Through the present investigations, sintering and electroplating parameters were optimized at 2800 V and S-16 conditions, respectively. IPL sintering at 2800 V provided the necessary energy required to sufficiently sinter the printed electrodes while avoiding excessive oxidation at higher energies. The addition of Cu precursor was found to improve conductivity by seeding Cu and increasing the overall packing density and electron pathway. Electroplating at higher temperatures (60 °C) and current density (10 A/dm2) facilitated rapid void filling. Limiting the plating time to 1 min avoided excessive Ni growth which would increase surface roughness at longer electroplating times. Selective electroplating was demonstrated by utilizing a simple mask during IPL sintering to create conductive and electroplating surfaces while rejecting non-sintered portions (Fig. 2).

By utilizing Cu precursors and electroplating: solderability, adhesion, and mechanical strength was improved to produce a robust and conductive electrode.
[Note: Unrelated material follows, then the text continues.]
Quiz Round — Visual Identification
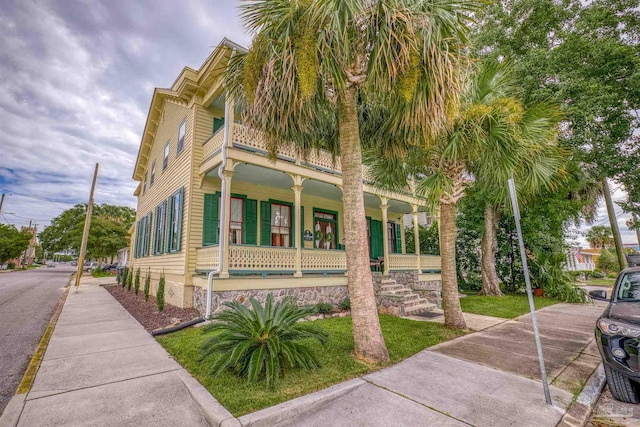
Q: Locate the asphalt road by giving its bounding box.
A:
[0,265,74,414]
An important detail to note is that the Ni electroplated CPN electrode shearing test did not fail between the solder and the Ni surface, nor between the Ni surface and the CPN electrode. In fact, the shear test failed between the CPN electrode and the PI substrate. From this observation, it was concluded that the solderability was maximized for this type of electrode without further improvements to adhesion between the electrode and the substrate. Although chosen for its mechanical and electrical properties, there are other alternative plating metals instead of Ni. Future works can be performed to explore alternative plating metals to reduce cost while retaining the mechanical and conductive properties of Ni plated CPN electrodes.

Conclusions

We investigated the feasibility of nickel plating on IPL sintered hybrid copper electrodes. The analytical and experimental tests were conducted to observe the morphology characteristics of different electrodes to improve the solderability of printed Cu electrodes. Cu NPs were mixed with 30 wt.% of Cu (II) Nitrate Trihydrate precursor to fabricate the Cu Precursor/NPs (CPN) electrodes. It was found that the resistivity of the CPN electrodes was decreased due to the reduction and precipitation of Cu precursor between Cu NPs. Ni electroplating process was applied to complement the weak mechanical properties of IPL sintered Cu, which further improved the surface morphology characteristics and improved solderability. Through multi-physics FEM electroplating simulations, effects of different parameters on electroplating were identified. Based on the mechanistic insight provided by simulation results, Ni-electroplating was performed for improved solderability and mechanical properties. The surface roughness was drastically reduced to Sq = 1.45 μm in optimized conditions (temperature, 60 °C; cathode current density, 10 A/dm2; plating time, 1 min). Experimental solder shear tensile test showed a shear strength of Ni-electroplated Cu NPs/Precursor electrodes as 2.75 MPa. Reducing the roughness on a surface through Ni-electroplating leads to improved solder wetting. Moreover by applying a mask during IPL sintering, the electrode showed selective nickel plating only on the sintered portion (i.e., the conductive region); this paves the new way for patterned mask flashing followed by selective electroplating to streamline the circuit manufacturing process. It is expected that the proposed approach can also be used in reflow soldering of electrical components for IPL based printed electrodes and circuits.